Number two- I just admitted to knowing he cares for me.

The sound of their footsteps on the bottom steps pulls me from my thoughts. I’m thankful for it because I know my mind was about to spiral. We help her into the house. She requests to be in the living room. I guess she doesn’t want to be in her room tonight. That’s fine, we can binge movies and eat snacks. Total girls’ night.

We get her onto the sofa. I run upstairs to get her blankets and pillow, and as I’m about to make my way down the stairs, I stop, listening to the words floating up the stairs.

“She is hard to love, but she is worth it. I know you have feelings for her, I can tell.”

I hear him laugh quietly, and the sound fills me with warmth the same way a cup of coffee does on a cold day.

“Oh, I know she is probably hard in every way, but I also feel she’s worth it in every way, too. I can’t really explain it.”

“Explain what?” she asks.

“The way I feel. I have felt it since the first day I met her. There's a light around her, a magnetic pull that draws me to her. I can’t help it.”

“Oh my god, Kohen, you have to tell her.”

“Nah. If I could ask you for one thing, it’s let me tell her when I’m ready. She doesn’t seem very open or receptive to me. I don’t want to push her or scare her away.”

“I get that, and okay you have my word.”

“Get some rest. I’m sorry that the night went down this way, Cora.”

“It’s okay. I’m sorry for interrupting y’alls night.”

“No way, anyone that’s important to Alex must be amazing. Make sure Edward knows that, too.”

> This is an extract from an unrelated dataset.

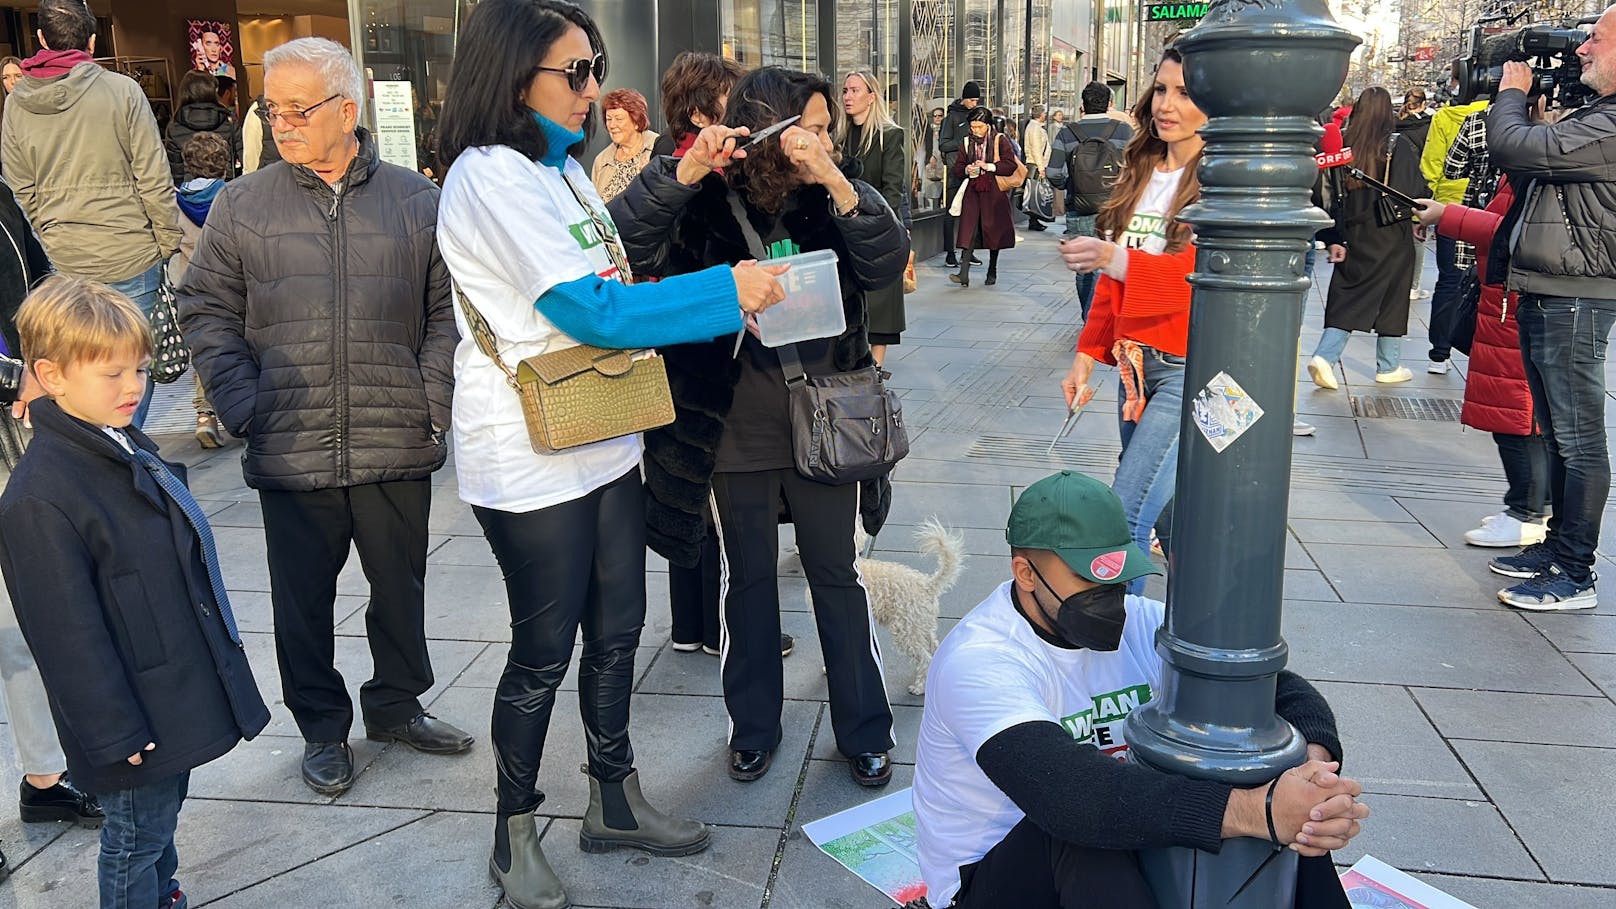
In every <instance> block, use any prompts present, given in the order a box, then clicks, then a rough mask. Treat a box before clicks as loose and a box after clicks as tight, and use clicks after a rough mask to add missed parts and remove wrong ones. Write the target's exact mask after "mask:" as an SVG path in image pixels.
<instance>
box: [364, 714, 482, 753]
mask: <svg viewBox="0 0 1616 909" xmlns="http://www.w3.org/2000/svg"><path fill="white" fill-rule="evenodd" d="M365 738H367V739H370V741H373V742H404V744H407V746H409V747H412V749H415V750H419V752H422V754H461V752H462V750H465V749H469V747H472V742H473V741H477V739H473V738H472V736H469V734H467V733H462V731H461V729H456V728H454V726H451V725H449V723H444V721H443V720H440V718H436V717H433V715H431V713H427V712H422V713H417V715H415V718H414V720H410V721H409V723H404V725H402V726H388V728H381V726H372V725H370V723H365Z"/></svg>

I hear his feet making their way to the front door, so I begin to descend the steps before he leaves.

“Kohen?”

“Yeah?”

“Don’t give up on her, as hard as she gets, if she is giving you a hard time it’s because she is having a hard time and probably scared as fuck for another person to break her heart.”

“I don't plan on it, Cora. Goodnight.”

I hit the bottom step as he opens the front door. “Wait for me, Kohen. I’m just going to give her this and I’ll walk you to your car.”

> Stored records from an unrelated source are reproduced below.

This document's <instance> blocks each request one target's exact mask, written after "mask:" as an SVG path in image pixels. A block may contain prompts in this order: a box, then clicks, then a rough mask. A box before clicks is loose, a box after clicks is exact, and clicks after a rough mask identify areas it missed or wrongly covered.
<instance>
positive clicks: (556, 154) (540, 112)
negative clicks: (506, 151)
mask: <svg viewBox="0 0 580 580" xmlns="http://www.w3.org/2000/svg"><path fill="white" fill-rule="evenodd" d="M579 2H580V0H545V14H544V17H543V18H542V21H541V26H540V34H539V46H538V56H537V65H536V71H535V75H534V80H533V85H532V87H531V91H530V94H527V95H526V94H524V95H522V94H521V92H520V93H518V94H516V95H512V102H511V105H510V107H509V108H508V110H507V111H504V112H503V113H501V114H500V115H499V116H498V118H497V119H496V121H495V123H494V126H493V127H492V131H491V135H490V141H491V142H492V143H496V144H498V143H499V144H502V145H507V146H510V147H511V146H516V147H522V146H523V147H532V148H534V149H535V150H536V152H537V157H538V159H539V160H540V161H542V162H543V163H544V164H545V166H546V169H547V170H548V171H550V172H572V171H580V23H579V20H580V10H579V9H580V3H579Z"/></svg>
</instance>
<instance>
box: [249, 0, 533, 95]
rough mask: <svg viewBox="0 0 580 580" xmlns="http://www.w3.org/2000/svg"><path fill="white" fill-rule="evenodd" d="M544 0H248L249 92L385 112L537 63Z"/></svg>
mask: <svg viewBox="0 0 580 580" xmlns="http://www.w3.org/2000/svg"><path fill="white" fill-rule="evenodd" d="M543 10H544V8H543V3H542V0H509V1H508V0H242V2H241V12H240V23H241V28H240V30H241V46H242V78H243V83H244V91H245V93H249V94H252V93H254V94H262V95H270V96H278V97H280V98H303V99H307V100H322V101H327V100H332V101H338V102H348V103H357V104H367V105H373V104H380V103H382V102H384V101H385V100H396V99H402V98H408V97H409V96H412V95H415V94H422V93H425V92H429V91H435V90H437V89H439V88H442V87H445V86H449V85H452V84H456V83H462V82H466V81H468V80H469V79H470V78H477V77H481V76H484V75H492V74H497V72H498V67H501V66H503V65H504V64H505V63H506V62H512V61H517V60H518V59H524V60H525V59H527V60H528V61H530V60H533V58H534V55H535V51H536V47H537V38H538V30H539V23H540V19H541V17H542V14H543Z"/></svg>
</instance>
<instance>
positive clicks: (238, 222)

He nods and I cover Cora with her blanket and toss the pillows at her face.

She giggles and tosses one back at me. I hop out of the way and it misses me. I stick my tongue out at her and she mirrors me. It’s like we never left kindergarten.

I come up behind Kohen on the porch and wrap my hands around his waist from the back. I feel him tense up, not knowing how to react to the vulnerable act. I don’t know why but it feels right and maybe it’s because he is looking away and can’t see me. I rest my head on his back, and even though my head only reaches the middle of his back, I close my eyes and listen to his heart. It comforts me. His hands come up to meet mine where they wrap around his abdomen, rubbing his fingers up and down my arms gently.

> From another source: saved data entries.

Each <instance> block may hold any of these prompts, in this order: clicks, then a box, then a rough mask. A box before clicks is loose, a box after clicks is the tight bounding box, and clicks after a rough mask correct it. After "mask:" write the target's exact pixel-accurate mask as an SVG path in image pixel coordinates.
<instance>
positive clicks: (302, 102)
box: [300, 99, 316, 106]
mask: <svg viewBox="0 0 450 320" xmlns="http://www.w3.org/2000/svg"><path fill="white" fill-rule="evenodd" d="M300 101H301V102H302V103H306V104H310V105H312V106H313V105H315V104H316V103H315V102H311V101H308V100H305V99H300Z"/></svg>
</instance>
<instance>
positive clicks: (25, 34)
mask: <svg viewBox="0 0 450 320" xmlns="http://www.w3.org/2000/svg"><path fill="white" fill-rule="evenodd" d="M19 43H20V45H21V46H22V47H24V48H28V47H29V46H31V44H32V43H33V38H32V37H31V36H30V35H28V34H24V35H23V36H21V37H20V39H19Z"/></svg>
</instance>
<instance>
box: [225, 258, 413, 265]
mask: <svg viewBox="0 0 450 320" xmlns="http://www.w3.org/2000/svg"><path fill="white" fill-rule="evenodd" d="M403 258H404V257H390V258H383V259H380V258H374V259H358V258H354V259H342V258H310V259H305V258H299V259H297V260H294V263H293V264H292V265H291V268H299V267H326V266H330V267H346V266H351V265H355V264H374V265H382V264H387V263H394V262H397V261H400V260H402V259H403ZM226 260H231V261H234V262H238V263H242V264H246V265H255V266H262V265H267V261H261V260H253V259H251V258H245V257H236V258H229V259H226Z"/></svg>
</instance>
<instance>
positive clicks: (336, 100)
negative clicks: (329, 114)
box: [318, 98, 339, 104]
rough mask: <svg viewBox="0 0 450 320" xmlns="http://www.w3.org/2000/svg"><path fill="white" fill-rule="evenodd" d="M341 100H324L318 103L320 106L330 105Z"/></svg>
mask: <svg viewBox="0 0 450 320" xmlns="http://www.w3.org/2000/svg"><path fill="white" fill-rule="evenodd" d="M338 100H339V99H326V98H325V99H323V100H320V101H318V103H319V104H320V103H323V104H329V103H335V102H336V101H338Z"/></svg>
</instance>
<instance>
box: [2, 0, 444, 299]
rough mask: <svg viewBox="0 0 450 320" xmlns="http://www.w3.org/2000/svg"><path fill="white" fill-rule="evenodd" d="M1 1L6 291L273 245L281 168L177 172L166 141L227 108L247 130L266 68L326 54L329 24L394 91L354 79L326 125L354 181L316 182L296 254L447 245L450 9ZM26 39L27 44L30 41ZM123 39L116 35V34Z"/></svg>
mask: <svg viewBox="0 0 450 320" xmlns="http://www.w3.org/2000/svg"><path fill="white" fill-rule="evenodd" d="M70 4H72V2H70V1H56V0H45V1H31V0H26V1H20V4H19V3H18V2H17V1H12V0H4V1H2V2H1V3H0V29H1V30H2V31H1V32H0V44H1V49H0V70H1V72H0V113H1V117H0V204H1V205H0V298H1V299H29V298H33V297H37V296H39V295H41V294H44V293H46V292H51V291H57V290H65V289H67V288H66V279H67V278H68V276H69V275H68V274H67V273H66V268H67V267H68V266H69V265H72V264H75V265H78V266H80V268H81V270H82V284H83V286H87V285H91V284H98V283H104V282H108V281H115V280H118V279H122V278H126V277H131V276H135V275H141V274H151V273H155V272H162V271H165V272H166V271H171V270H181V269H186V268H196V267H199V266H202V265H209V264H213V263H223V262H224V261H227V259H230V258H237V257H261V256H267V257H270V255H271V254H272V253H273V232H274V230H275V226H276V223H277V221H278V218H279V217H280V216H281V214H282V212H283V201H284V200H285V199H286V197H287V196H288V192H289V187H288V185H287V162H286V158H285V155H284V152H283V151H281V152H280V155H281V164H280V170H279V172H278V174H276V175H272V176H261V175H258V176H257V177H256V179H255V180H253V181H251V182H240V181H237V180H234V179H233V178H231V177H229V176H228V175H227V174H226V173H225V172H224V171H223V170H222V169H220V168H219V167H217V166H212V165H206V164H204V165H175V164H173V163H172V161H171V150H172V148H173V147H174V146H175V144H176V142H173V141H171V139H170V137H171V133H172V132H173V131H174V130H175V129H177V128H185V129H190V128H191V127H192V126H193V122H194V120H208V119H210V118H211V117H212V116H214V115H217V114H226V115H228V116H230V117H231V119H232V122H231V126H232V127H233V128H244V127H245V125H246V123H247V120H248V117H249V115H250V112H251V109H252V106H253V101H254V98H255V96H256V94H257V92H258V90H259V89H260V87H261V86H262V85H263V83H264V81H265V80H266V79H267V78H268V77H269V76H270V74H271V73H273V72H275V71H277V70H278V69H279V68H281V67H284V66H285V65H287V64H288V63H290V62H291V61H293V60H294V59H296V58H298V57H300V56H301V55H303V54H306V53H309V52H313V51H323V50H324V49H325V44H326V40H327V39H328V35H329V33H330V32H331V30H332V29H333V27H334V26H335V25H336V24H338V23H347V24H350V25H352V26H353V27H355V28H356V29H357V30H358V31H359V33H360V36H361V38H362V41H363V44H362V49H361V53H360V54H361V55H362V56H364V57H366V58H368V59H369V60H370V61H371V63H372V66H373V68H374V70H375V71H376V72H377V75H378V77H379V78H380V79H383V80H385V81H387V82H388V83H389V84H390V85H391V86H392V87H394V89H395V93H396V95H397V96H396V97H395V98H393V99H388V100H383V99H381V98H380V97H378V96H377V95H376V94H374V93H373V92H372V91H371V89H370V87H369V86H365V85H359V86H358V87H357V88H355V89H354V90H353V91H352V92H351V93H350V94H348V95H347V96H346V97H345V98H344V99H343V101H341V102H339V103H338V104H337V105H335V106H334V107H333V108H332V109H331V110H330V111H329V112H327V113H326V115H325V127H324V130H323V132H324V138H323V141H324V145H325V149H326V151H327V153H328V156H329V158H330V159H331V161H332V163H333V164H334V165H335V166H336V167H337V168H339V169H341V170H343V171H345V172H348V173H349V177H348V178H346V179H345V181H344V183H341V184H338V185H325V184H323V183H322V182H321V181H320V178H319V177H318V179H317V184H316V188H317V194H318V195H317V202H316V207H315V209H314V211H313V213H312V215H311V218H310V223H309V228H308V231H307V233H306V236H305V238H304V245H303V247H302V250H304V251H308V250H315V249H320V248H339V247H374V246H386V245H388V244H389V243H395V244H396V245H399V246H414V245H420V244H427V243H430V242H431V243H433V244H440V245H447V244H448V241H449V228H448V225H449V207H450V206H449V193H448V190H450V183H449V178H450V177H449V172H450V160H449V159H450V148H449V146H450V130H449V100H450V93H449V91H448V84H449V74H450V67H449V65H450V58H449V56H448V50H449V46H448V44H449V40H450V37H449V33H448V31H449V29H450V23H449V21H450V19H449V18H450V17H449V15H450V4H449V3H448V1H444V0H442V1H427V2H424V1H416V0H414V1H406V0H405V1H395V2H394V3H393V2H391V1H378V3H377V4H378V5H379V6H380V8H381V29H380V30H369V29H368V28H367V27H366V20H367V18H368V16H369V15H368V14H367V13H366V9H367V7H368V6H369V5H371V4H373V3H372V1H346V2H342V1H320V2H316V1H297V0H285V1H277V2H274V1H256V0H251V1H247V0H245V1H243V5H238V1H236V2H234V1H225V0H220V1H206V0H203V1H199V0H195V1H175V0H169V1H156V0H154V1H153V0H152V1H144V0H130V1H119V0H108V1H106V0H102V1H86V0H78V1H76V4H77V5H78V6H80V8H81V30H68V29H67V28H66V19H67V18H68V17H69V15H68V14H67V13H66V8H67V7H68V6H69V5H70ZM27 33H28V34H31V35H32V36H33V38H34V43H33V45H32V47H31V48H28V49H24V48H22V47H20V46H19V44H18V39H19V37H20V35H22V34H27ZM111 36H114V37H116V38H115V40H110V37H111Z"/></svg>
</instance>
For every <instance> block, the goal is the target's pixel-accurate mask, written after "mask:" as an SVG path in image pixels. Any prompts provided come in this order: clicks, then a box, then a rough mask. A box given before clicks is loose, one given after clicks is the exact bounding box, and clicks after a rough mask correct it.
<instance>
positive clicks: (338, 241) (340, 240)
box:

“Want me to walk you to your car?”

Say no, say no. Stay.

“Yeah, Angel. I’m exhausted.”

I want to ask him to stay but I don’t, and I won't. My brain won’t allow me to be that vulnerable.

He removes my hands from around him and the smallest sting of rejection hits me. Why am I like this? I’m confident, beautiful, and sexy, and guys always want me. What the fuck is it about this guy that makes me feel inadequate? Is it because he’s good?

He grabs my hand and holds it while we walk. I stare at the ground, hoping he doesn’t see the little bouts of insecurity growing from the seeds of doubt my mother buried in me. We don't say anything on the walk, the only noise coming from the crickets in the grass and the cool breeze making its way through the leaves in the trees around us.